What do Rolex, Lego and Hallmark have in common? According to 2017 data from the Reputation Industry, they’re three of the five most reputable companies in America. Their placement is a combination of nostalgia, corporate responsibility and a willingness to focus on reputation strength.
Today’s online shoppers have a considerable hold on brands. From small and medium-sized businesses to large corporations, the power of social media and online review sites has meant a distinct shift in power to consumers when it comes to brand reputations. Customers are now powerful enough to make or break companies via their online feedback.

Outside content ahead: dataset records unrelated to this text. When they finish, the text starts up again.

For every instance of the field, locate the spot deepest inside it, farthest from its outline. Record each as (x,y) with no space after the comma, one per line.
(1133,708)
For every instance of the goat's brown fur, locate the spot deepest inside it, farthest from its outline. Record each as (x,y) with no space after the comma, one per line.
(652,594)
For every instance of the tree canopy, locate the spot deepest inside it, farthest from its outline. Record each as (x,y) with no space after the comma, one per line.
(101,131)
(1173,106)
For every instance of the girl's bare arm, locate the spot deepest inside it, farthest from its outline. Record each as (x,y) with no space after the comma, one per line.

Brands are increasingly waking up to this new reality and doubling down on reputation monitoring and management as an essential component of their growth strategy. Failure to engage in reputation management can be disastrous for brands, regardless of their business’ size. The ability to successfully build a strong brand reputation comes down to a number of factors:
How open your business is with consumers and vendors, both with good news and bad?

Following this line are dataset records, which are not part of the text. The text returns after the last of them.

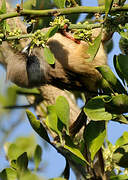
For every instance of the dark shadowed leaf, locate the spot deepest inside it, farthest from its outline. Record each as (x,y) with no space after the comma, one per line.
(120,156)
(37,126)
(59,178)
(53,30)
(3,9)
(109,76)
(95,109)
(93,48)
(37,156)
(122,62)
(63,111)
(120,118)
(108,5)
(119,177)
(117,68)
(94,136)
(122,140)
(59,4)
(22,162)
(8,174)
(52,121)
(49,56)
(118,104)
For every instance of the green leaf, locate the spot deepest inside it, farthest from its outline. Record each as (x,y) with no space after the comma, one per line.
(8,174)
(94,136)
(70,146)
(37,156)
(117,68)
(120,156)
(37,126)
(29,176)
(52,121)
(63,111)
(93,48)
(3,9)
(122,140)
(95,109)
(108,5)
(29,4)
(109,76)
(118,104)
(11,96)
(122,61)
(119,177)
(21,145)
(49,56)
(120,118)
(53,30)
(59,4)
(101,2)
(22,162)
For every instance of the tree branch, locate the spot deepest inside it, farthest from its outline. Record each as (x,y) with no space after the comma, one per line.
(72,10)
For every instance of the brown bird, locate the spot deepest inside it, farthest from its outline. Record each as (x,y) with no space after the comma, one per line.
(71,70)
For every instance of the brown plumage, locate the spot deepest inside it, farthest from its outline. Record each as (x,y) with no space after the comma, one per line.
(71,70)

How does your business give back to the community and contribute to making the world a better place, even if just in a small way?
Can consumers and business partners trust your company, both in the quality of products/services you offer and your brand communications?
Does your company’s branding make the public feel better/want to do better/think better of your business?
Staff Treatment And Happiness
Are you treating your staff with respect and fairness, or does your company have a public facade and an entirely different persona when it comes to staff treatment?